Physicist Leonard Mlodinow discusses on How Your Unconscious Mind Rules Your Behavior at TEDxReset 2013 conference.
Listen to the MP3 Audio here: How Your Unconscious Mind Rules Your Behaviour by Leonard Mlodinow at TEDxReset 2013
Hi there. Let’s start. You may have heard of speed dating or speed interviews, we’ll do a speed experiment, so, I’m just going to get on with it. It’s voluntary and it’s anonymous, so you don’t have to do it, but if you do it, don’t worry about how you do. There is no right or wrong. If you see yourself on this side of me, of my line here, you call yourself you are in group number one. And if you are on this side, you are in group number two.
And the important thing is I’ll show you some slides and you answer on the slips that you have in front of you, and just do everything silently. So, first, group two, turn away from the screen, so you don’t see it, if you wish to participate. So turn away, so you don’t see what is going to be projected.
And, group number one, here we go! Please, read this question silently and answer it.
Okay. Now, please, read this question silently and answer this question. Sorry to rush you, but if you can get your answers down, we’ll move on.
Now, group one, please put your group number at the top of the slip and circle it and turn away from the screen now. And group two, you can turn toward the screen. And are we ready?
Please, read this question silently and answer it. Now, please, read this question silently and answer this one.

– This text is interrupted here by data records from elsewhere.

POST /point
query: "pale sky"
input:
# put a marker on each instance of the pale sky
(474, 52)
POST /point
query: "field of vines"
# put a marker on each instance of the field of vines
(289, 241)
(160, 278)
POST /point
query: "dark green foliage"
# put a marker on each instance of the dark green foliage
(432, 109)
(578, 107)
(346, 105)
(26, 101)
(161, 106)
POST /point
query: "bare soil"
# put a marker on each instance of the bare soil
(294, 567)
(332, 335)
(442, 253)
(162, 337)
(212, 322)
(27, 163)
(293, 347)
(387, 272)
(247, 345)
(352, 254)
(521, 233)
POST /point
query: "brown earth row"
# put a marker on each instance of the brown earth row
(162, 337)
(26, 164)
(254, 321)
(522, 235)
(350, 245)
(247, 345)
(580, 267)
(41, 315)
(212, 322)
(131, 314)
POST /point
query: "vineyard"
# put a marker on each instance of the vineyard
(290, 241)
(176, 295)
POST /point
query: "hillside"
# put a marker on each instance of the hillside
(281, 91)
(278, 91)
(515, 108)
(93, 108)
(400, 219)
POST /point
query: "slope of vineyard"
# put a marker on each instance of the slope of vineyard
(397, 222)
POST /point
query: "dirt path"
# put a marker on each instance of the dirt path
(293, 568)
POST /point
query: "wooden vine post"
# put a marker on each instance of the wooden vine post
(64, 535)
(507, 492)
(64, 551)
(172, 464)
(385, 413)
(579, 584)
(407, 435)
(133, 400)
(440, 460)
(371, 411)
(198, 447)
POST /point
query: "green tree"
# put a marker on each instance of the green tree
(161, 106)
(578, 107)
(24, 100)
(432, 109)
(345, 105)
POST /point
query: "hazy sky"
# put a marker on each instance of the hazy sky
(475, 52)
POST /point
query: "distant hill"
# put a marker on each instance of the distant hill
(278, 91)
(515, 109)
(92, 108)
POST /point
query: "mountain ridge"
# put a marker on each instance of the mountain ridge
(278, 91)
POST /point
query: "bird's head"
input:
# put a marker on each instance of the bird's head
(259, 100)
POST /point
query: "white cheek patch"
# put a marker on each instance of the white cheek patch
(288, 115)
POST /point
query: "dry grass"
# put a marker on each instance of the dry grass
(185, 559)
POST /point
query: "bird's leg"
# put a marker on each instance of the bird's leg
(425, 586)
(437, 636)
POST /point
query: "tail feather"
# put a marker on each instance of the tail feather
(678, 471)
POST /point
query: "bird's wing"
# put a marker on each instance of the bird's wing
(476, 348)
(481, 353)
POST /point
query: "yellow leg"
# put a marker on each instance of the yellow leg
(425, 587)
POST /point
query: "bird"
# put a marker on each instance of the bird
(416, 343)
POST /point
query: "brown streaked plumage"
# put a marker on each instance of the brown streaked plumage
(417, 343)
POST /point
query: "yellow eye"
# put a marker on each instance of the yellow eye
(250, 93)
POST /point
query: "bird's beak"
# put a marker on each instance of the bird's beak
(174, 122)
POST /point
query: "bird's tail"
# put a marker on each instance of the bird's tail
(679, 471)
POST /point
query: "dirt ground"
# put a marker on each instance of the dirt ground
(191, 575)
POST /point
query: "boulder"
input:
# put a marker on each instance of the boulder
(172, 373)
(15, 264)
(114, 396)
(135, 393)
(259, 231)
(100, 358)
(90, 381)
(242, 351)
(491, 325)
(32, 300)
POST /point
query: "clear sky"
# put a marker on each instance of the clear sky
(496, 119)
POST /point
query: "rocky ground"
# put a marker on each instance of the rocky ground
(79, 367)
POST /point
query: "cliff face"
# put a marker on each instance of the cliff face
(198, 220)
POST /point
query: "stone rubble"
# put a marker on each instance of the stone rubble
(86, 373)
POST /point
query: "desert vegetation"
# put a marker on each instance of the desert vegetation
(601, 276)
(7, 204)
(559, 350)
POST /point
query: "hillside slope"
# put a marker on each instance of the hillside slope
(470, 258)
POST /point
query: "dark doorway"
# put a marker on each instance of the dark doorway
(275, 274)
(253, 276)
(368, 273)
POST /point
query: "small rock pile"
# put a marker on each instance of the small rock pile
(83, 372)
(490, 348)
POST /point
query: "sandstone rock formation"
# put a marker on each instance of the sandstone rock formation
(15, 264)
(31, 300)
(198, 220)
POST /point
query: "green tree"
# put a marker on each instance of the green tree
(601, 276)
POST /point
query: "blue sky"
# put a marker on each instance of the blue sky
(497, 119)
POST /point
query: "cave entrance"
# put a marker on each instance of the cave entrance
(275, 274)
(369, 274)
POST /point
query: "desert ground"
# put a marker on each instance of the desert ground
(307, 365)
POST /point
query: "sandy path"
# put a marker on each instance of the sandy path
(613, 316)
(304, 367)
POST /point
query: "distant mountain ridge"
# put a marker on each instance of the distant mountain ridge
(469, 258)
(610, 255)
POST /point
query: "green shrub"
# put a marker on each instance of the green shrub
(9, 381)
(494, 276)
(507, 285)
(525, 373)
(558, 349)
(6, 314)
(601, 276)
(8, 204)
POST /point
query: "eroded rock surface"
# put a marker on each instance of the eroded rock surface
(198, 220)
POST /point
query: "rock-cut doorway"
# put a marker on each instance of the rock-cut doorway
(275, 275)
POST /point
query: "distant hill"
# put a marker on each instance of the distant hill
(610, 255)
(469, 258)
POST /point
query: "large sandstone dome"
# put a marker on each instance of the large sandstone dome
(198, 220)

If you finished up, please, write your group number at the top of your slip and circle it. And everyone can turn forward again. And if you are in group one, pass your slips toward this aisle. And if you are in group two, pass your slips toward this aisle. They’ll be collected, and we will get to them later in the talk.
So, let’s talk about your unconscious mind, and let’s begin by talking about what I mean by the ‘unconscious.’ So in modern science, what we mean by the ‘unconscious’ are processes that go on in your brain that are automatic. They don’t take any effort, they’re beyond your awareness, so you don’t know they are happening, and they are mostly beyond your control. And because of this, we don’t really understand what is influencing our thoughts, our perceptions, our feelings, our judgments, so that has a huge effect on our behavior.
But I want to contrast the modern unconscious with the Freudian or the Jungian unconscious. And what we mean by the unconscious in modern science today is our mental processes that are outside of our control and our awareness because of the structure of our brain. It’s not the Freudian unconsciousness which was hidden for emotional reasons and that could be revealed through introspection or through therapy. This unconsciousness is totally different from that traditional idea of the unconscious.
And the field that I’m going to talk about is called social neuroscience. It is a new field that has just begun in about the last ten years, and it’s a combination of three fields: one is Social Psychology, which is the psychology of how people interact with each other. The second is Cognitive Psychology which is the psychology of how people think. And the third is something completely different; it’s neuroscience, especially neuroscience using modern technology, such as fMRI technology which images your brain and can show what parts of your brain are functioning, as you have thoughts, feelings, perceptions, as you make decisions. And this kind of technology has revolutionized psychology because prior to this, of course, we couldn’t look into the brain to see what was actually going on, and psychology was kind of a soft science. But this has made psychology much more of a hard science because we can connect brain mechanisms and structures to the behavior we see.
So, I’m going to talk today about the unconscious in two realms. The first is the realm of physical perception, hearing and seeing. And the reason I’m going to talk about that is, partly, because, of course, it’s very important to how we survive and interact in our environment, and partly, because all the processes, some of which are very complex, that have to do with your social perception, are similar or analogous to the same processes that happen in your hearing and your vision, which we can illustrate very clearly.